Monday, December 29, 2008

An apsidal building

We shall start this post and apologise in advance for vagueness in the details. This structure was discovered in 1934 and reported by William Campbell in the writeup in the AJA of Jan-March 1936. Our task now will be to find if this ever advanced to any more examination of became one of those projects mouldering in the basement in Princeton.

Here are his comments:

"In the northeast section of the ancient city, not far from the Gate of Saint Paul, the excavation of another large monument was begun. The work was hampered by seepage from springs along the foot of Mount Stauris nearby, but we succeeded in reaching the floor level of the original building in the area explored. This is in an apse with a square exterior constructed of large, finely dressed blocks of native limestone, set dry without clamps; behind it is a pavement of heavy slabs of limestone.
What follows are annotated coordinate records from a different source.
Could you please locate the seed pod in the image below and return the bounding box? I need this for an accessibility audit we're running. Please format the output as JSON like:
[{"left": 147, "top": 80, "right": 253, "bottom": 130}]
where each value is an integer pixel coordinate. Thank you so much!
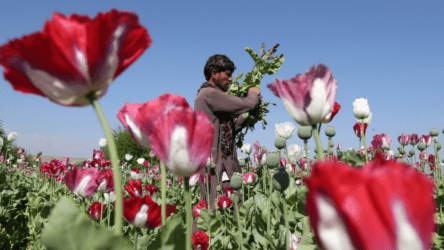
[
  {"left": 298, "top": 126, "right": 312, "bottom": 140},
  {"left": 274, "top": 136, "right": 287, "bottom": 150},
  {"left": 239, "top": 159, "right": 246, "bottom": 167},
  {"left": 265, "top": 153, "right": 280, "bottom": 168},
  {"left": 325, "top": 126, "right": 336, "bottom": 138},
  {"left": 430, "top": 128, "right": 439, "bottom": 137},
  {"left": 230, "top": 173, "right": 243, "bottom": 190},
  {"left": 273, "top": 168, "right": 290, "bottom": 192}
]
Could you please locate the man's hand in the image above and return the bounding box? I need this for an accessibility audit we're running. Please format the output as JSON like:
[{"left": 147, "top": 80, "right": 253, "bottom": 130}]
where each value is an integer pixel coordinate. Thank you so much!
[{"left": 248, "top": 87, "right": 261, "bottom": 95}]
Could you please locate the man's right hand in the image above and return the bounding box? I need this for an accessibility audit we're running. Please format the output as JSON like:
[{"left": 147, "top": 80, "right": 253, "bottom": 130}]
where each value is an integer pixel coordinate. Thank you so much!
[{"left": 248, "top": 87, "right": 261, "bottom": 95}]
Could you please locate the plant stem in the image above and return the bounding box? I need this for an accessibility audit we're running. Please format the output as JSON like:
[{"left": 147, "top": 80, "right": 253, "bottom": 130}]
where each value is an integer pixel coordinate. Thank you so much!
[
  {"left": 133, "top": 228, "right": 137, "bottom": 250},
  {"left": 87, "top": 92, "right": 123, "bottom": 235},
  {"left": 233, "top": 195, "right": 244, "bottom": 250},
  {"left": 311, "top": 124, "right": 324, "bottom": 161},
  {"left": 160, "top": 162, "right": 166, "bottom": 226},
  {"left": 281, "top": 192, "right": 290, "bottom": 250},
  {"left": 205, "top": 166, "right": 210, "bottom": 204},
  {"left": 183, "top": 177, "right": 193, "bottom": 250},
  {"left": 359, "top": 121, "right": 368, "bottom": 163}
]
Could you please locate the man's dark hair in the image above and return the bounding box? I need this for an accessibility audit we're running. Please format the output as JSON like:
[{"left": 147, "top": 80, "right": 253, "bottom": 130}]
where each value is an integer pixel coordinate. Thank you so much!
[{"left": 204, "top": 54, "right": 236, "bottom": 81}]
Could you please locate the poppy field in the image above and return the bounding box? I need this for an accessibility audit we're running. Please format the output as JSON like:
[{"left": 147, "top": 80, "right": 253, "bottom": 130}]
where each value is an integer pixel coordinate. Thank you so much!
[{"left": 0, "top": 7, "right": 444, "bottom": 250}]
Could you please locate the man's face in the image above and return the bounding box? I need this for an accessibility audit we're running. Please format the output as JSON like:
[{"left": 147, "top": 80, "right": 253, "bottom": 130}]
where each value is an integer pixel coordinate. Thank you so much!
[{"left": 213, "top": 69, "right": 233, "bottom": 92}]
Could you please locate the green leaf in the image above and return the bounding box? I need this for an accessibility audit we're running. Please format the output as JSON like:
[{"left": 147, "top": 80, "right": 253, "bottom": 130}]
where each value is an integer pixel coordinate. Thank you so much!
[
  {"left": 41, "top": 197, "right": 133, "bottom": 250},
  {"left": 197, "top": 209, "right": 222, "bottom": 236},
  {"left": 148, "top": 212, "right": 186, "bottom": 249}
]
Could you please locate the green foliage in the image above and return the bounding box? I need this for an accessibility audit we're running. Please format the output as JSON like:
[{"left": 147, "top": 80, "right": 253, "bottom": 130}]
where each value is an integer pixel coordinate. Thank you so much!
[
  {"left": 101, "top": 126, "right": 151, "bottom": 166},
  {"left": 227, "top": 44, "right": 284, "bottom": 148},
  {"left": 42, "top": 197, "right": 132, "bottom": 250}
]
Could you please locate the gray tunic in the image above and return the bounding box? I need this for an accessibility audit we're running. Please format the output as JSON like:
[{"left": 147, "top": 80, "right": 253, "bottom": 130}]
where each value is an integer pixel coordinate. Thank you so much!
[{"left": 194, "top": 88, "right": 259, "bottom": 212}]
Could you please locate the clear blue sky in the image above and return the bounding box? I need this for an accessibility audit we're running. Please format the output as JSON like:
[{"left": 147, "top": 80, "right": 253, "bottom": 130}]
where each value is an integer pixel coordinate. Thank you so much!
[{"left": 0, "top": 0, "right": 444, "bottom": 161}]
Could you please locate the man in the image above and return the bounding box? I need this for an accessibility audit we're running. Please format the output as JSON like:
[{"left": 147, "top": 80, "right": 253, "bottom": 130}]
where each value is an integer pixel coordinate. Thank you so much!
[{"left": 193, "top": 54, "right": 260, "bottom": 231}]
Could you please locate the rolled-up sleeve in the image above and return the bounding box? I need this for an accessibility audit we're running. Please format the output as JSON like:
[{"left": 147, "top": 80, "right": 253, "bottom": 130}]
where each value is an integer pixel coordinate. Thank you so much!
[{"left": 206, "top": 89, "right": 259, "bottom": 116}]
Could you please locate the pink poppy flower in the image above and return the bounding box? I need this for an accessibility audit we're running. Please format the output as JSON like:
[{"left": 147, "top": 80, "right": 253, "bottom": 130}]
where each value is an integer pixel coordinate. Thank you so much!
[
  {"left": 409, "top": 134, "right": 419, "bottom": 146},
  {"left": 88, "top": 201, "right": 106, "bottom": 220},
  {"left": 244, "top": 172, "right": 255, "bottom": 184},
  {"left": 117, "top": 93, "right": 192, "bottom": 149},
  {"left": 188, "top": 172, "right": 200, "bottom": 187},
  {"left": 93, "top": 149, "right": 105, "bottom": 161},
  {"left": 372, "top": 133, "right": 392, "bottom": 149},
  {"left": 97, "top": 169, "right": 114, "bottom": 193},
  {"left": 123, "top": 195, "right": 176, "bottom": 228},
  {"left": 267, "top": 64, "right": 338, "bottom": 126},
  {"left": 145, "top": 185, "right": 158, "bottom": 196},
  {"left": 223, "top": 187, "right": 234, "bottom": 198},
  {"left": 419, "top": 135, "right": 432, "bottom": 147},
  {"left": 64, "top": 168, "right": 100, "bottom": 197},
  {"left": 353, "top": 122, "right": 368, "bottom": 137},
  {"left": 191, "top": 232, "right": 210, "bottom": 250},
  {"left": 123, "top": 179, "right": 143, "bottom": 197},
  {"left": 217, "top": 196, "right": 232, "bottom": 210},
  {"left": 193, "top": 200, "right": 208, "bottom": 217},
  {"left": 398, "top": 133, "right": 410, "bottom": 146},
  {"left": 0, "top": 9, "right": 151, "bottom": 106},
  {"left": 147, "top": 107, "right": 214, "bottom": 177},
  {"left": 304, "top": 153, "right": 436, "bottom": 250}
]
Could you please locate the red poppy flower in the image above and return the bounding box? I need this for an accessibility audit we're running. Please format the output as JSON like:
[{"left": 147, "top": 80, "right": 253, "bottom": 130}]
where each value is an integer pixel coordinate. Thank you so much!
[
  {"left": 193, "top": 200, "right": 208, "bottom": 217},
  {"left": 224, "top": 187, "right": 234, "bottom": 198},
  {"left": 145, "top": 185, "right": 158, "bottom": 196},
  {"left": 123, "top": 195, "right": 176, "bottom": 228},
  {"left": 64, "top": 168, "right": 100, "bottom": 197},
  {"left": 217, "top": 196, "right": 232, "bottom": 210},
  {"left": 123, "top": 179, "right": 143, "bottom": 197},
  {"left": 191, "top": 232, "right": 210, "bottom": 250},
  {"left": 304, "top": 153, "right": 436, "bottom": 249},
  {"left": 88, "top": 201, "right": 106, "bottom": 220},
  {"left": 353, "top": 122, "right": 368, "bottom": 137},
  {"left": 97, "top": 169, "right": 114, "bottom": 193},
  {"left": 0, "top": 9, "right": 151, "bottom": 106}
]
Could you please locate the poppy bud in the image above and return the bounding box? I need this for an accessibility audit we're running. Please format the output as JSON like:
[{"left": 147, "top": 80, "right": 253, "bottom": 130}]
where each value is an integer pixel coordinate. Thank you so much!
[
  {"left": 298, "top": 126, "right": 312, "bottom": 140},
  {"left": 273, "top": 168, "right": 290, "bottom": 192},
  {"left": 265, "top": 153, "right": 280, "bottom": 168},
  {"left": 274, "top": 136, "right": 287, "bottom": 150},
  {"left": 325, "top": 126, "right": 336, "bottom": 138},
  {"left": 230, "top": 173, "right": 243, "bottom": 190}
]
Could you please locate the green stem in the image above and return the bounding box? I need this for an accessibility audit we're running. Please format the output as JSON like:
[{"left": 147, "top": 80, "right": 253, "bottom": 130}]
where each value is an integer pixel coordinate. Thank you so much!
[
  {"left": 107, "top": 195, "right": 111, "bottom": 227},
  {"left": 304, "top": 140, "right": 310, "bottom": 171},
  {"left": 359, "top": 121, "right": 368, "bottom": 163},
  {"left": 160, "top": 162, "right": 166, "bottom": 226},
  {"left": 311, "top": 124, "right": 324, "bottom": 161},
  {"left": 205, "top": 166, "right": 211, "bottom": 204},
  {"left": 87, "top": 92, "right": 123, "bottom": 235},
  {"left": 267, "top": 171, "right": 273, "bottom": 235},
  {"left": 133, "top": 228, "right": 137, "bottom": 250},
  {"left": 284, "top": 143, "right": 294, "bottom": 197},
  {"left": 214, "top": 168, "right": 224, "bottom": 196},
  {"left": 233, "top": 195, "right": 244, "bottom": 250},
  {"left": 281, "top": 192, "right": 290, "bottom": 250},
  {"left": 183, "top": 177, "right": 193, "bottom": 250}
]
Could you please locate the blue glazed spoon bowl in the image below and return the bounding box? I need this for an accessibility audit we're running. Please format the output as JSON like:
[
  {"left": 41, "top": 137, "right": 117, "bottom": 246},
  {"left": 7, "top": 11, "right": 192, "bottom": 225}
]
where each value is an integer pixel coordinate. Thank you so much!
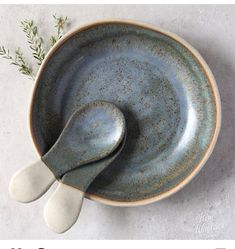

The rebuilding of the superstructure and the stratification above the remains gave an unusually clear history of the site from the early Empire through the Middle Ages. There are evidences of minor repairs throughout the Imperial period and of a very severe destruction, probably caused by the earthquake of 526; and of a later reconstruction, both in brick work and in masonry, characteristic of the reign of Justinian. Soon afterward a great holocaust left the place a ruin for all time, and one may ascribe this fire to the invasion of Chosroes, who put the city to fire and sword. In the Middle Ages the apse was used as a pottery kiln for glazed ware, and finally the district became cultivated land."

This sounds rather like the building that Hugh Kennedy links to the "imperial" baths (F).